I guess some of these are just coincidences; in any event I mean scenes which evoke a very similar scene/shot in an earlier film.
One powerful, one humorous/trivial:
[Spoiler Warning Applies]
In The Shawshank Redemption, when Andy finally escapes, he stands up in the drainage ditch and embraces the rain and embraces his freedom. In V For Vendetta, a virtually identical scene plays out where Evey stands in the rain in an identical pose, and even more significantly for exactly the same reasons as Andy.
In The Two Towers, Saruman is planning to use gunpowder in his attack on Helm’s Deep; he has a big container full of the stuff as Wormtongue approaches it with a lit candle, at which point Saruman grabs his wrist and moves the flame away from danger. But in Army of Darkness 10 years earlier Bruce Campbell warns away the wise man and his flame from a container of gunpowder in a virtually identical manner. I believe Peter Jackson mentions this in the commentaries.
Not quite in the spirit of your OP, I don’t think, but South Park: Bigger, Longer, Uncut is one huge homage to the musical Les Miserables. Considering its target audience, a pretty brave decision.
Classic: The ending scene of Raiders of the Lost Ark, where the “top men” place the Ark in a generic wooden box inside a giant warehouse of wooden boxes clearly pays homage to the final scene in Citizen Kane.
Blatant: The Bond film, The Living Daylights has homages to both The Third Man (Vienna as a setting, the Ferris wheel, the balloon man as a disguise, the conflict between sides and the “villian” playing his girlfriend as a stooge) and Lawrence of Arabia (the Afghanistant scenes).

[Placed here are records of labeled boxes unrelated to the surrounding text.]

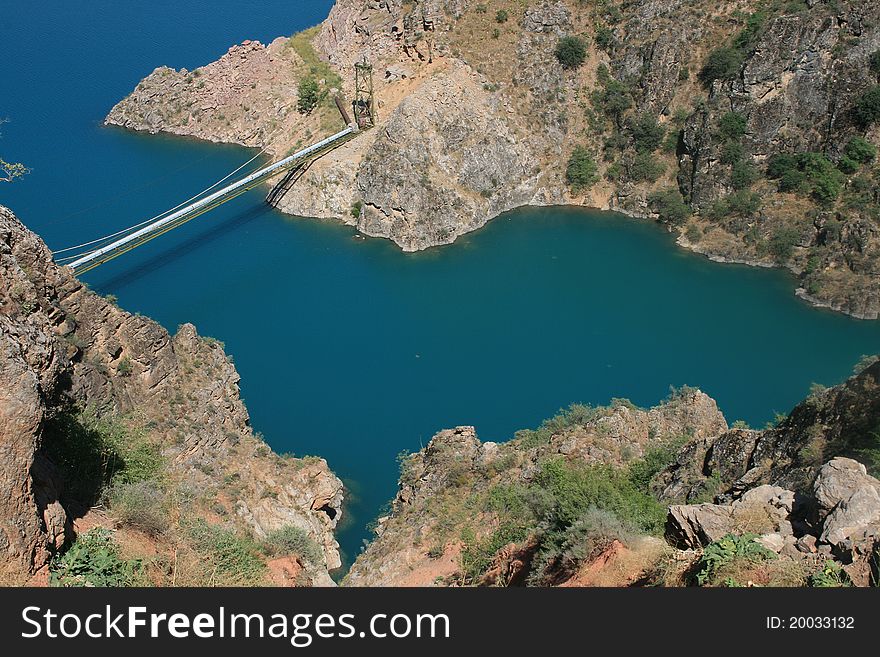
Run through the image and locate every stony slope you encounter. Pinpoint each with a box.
[107,0,880,318]
[0,207,342,583]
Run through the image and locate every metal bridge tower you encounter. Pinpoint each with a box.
[354,57,376,130]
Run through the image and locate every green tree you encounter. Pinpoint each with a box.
[730,160,758,189]
[648,187,691,226]
[556,35,587,69]
[698,46,744,86]
[596,23,614,52]
[565,146,599,194]
[296,76,321,114]
[868,50,880,78]
[853,84,880,128]
[629,151,666,182]
[718,112,747,141]
[769,226,801,264]
[593,65,632,127]
[719,140,745,164]
[843,136,880,164]
[627,112,666,153]
[0,119,31,182]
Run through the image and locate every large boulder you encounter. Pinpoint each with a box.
[666,485,795,549]
[813,458,880,558]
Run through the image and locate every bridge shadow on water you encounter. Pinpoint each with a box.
[93,203,275,290]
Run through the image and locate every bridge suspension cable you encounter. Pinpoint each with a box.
[62,125,359,273]
[52,147,266,262]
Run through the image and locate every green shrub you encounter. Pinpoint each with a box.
[695,534,776,586]
[116,356,134,377]
[718,112,747,141]
[767,153,799,179]
[627,112,666,153]
[718,141,745,164]
[556,35,587,69]
[296,76,321,114]
[768,226,801,264]
[43,409,165,505]
[186,518,266,585]
[461,523,528,583]
[730,160,758,190]
[710,189,761,219]
[853,84,880,128]
[629,151,666,182]
[592,65,633,126]
[627,436,688,493]
[264,525,324,566]
[529,507,635,586]
[868,50,880,78]
[808,559,852,589]
[843,136,880,164]
[49,527,143,587]
[698,46,745,85]
[535,459,666,534]
[596,24,614,52]
[837,155,859,174]
[565,146,599,194]
[108,481,169,536]
[648,187,691,226]
[767,153,844,202]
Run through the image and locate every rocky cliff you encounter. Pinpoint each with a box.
[346,361,880,586]
[0,207,342,583]
[107,0,880,318]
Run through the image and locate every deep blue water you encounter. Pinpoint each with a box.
[0,0,880,568]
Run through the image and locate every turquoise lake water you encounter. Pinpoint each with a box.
[0,0,880,558]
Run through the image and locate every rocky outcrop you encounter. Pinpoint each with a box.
[666,485,795,552]
[654,361,880,502]
[345,362,880,586]
[0,207,342,577]
[99,0,880,318]
[105,39,301,147]
[345,389,727,586]
[813,458,880,559]
[666,458,880,584]
[357,64,539,251]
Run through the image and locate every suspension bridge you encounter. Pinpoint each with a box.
[53,62,375,274]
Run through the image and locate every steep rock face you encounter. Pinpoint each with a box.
[345,362,880,586]
[345,390,727,586]
[0,207,342,571]
[105,39,299,146]
[655,361,880,502]
[357,60,539,251]
[108,0,880,318]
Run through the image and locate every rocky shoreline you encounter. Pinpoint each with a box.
[0,206,343,585]
[106,0,880,319]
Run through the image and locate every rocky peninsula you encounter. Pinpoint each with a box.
[106,0,880,319]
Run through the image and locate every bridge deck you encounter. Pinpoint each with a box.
[68,126,358,274]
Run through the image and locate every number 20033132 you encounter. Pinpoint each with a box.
[767,616,856,630]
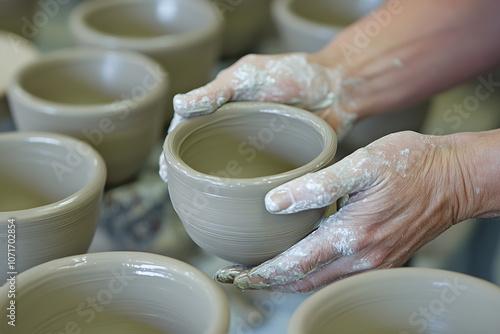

Subtle: In one scene in Sideways, the protagonist, Miles, is eating breakfast. He’s having an omlette with wheat toast and tomatoes, which is the same meal that Jack Nicholson orders in Five Easy Pieces. Director Alexander Payne is an avowed fan of Bob Rafelson (who directed Five Easy Pieces) and Jack Nicholson stared in Payne’s previous film, About Schmidt.
It’s not homage to a specific film, but the opening segement in the recent Bond movie, Casino Royale, alternated between a German Expressionist style (the office scenes) and a French New Wave-ish type of cinematography (the fight scene) giving it a very classic appearance and indicating the the viewer that they are “going back to basics”.
Yeah I know the thread is dead, but I just saw another one (another Shawshank one actually). Remember the aria (Canzonetta sull’aria)that Andy plays in that film, broadcasting it through the PA? Well The Great Raid, another prison movie, has that exact same song in it, playing on a prisoner’s record player.
I love noticing little things like this.
I have to say my favorite is one that came out of nowhere. In the movie “Navy SEALS” with Charlie Sheen and Michael Biehn there is a scene that is an homage to Star Wars, specifically the Death Star Prison Escape scene. It ends with “It was a boring conversation anyway. _____ we’re gonna have company!”
That’s the real problem with finding homages: The scene is exactly as it appears in the comic book, which was published in 1982-85. The Shawshank Redemption came out in 1994.
I remember watching a Jerry Lewis film called The Geisha Boy on TV about twenty or so years ago and remember a scene showing a Japanese grandfather building a footbridge in the garden. It was clearly an homage to The Bridge on the River Kwai. It was pretty funny at the time.
In Nacho Libre, during the final match, the female lead shows up at the arena after the fight starts. Pretty much an exact match with the corresponding shot in Rocky, except that she has a little kid with her.
In Spiderman 2, Aunt May in peril on the ledge of a building was highly similiar to Lois Lane in Superman, in the crashed helicopter, right down to the shot of dangling feet.
I love the “oooooh” from the audience when these homages happen.
There’s one number with a definite LesMiz vibe to it (“La Resistance”), but there are plenty of other musical parodies with equal time abounding there: Oklahoma, The Little Mermaid, The Pirates of Penzance, Busby Berkeley musicals, etc.
The Smashing Pumpkins video for “Tonight, Tonight” is a marvelous tribute to the early fantasy films of Georges Méliès, particularly Le Voyage dans la lune (1902), down to the look of hand coloring.